GREEN, C.J., and ROE, J., concur.
NOTES
[1] Mrs. Bailey, who was 40 years old, suffered from a heart condition, and Robert had taken her to the local hospital several times during the course of their brief marriage. A former husband of Mrs. Bailey, while he was drinking, had also beaten her so severely she had had to be hospitalized on several occasions.
[2] "It is lawful for a person who is being assaulted to defend herself from attack if, as a reasonable person, she has grounds for believing and does believe that bodily injury is about to be inflicted upon her. In doing so, she may use all force and means which she believes to be reasonably necessary and which would appear to a reasonable person in the same or similar circumstances to be necessary to prevent the injury which appears to be imminent."

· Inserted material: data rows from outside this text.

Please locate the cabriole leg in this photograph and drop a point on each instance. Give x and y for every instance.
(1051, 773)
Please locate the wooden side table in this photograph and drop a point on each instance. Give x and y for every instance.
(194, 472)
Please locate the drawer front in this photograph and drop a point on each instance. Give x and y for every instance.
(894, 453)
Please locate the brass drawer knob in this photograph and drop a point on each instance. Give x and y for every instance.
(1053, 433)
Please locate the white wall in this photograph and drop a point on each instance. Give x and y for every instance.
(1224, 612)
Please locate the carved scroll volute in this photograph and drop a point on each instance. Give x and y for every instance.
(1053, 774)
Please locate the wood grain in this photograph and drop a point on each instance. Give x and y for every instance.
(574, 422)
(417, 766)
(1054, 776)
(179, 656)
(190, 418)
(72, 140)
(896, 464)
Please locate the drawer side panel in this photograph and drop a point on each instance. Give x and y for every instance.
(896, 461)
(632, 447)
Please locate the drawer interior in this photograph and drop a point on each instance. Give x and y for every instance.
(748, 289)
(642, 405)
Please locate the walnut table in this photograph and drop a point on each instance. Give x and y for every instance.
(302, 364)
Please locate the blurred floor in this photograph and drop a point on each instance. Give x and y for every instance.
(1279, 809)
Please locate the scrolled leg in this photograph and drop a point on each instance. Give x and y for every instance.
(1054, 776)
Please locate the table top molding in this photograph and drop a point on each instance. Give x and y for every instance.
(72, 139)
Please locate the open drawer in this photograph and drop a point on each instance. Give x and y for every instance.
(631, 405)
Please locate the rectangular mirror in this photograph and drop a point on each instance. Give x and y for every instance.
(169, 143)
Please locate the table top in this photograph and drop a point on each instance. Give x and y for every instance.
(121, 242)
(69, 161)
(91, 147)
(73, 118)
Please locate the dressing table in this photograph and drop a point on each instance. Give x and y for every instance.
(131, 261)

[3] We do note that instructions Nos. 9 and 10, while favorable to Mrs. Bailey, were couched in the masculine gender, while those unfavorable to her, instructions Nos. 11 and 12, were couched in the feminine gender. In State v. Wanrow, supra at 240, the court noted "the persistent use of the masculine gender leaves the jury with the impression the objective standard to be applied is that applicable to an altercation between two men" and at least implies the impression created is a misstatement of the law. Thus, preferably, a woman defendant should be entitled to have jury instructions framed in the feminine gender in order to convey to the jury that they consider her actions in the light of her own perceptions and experience.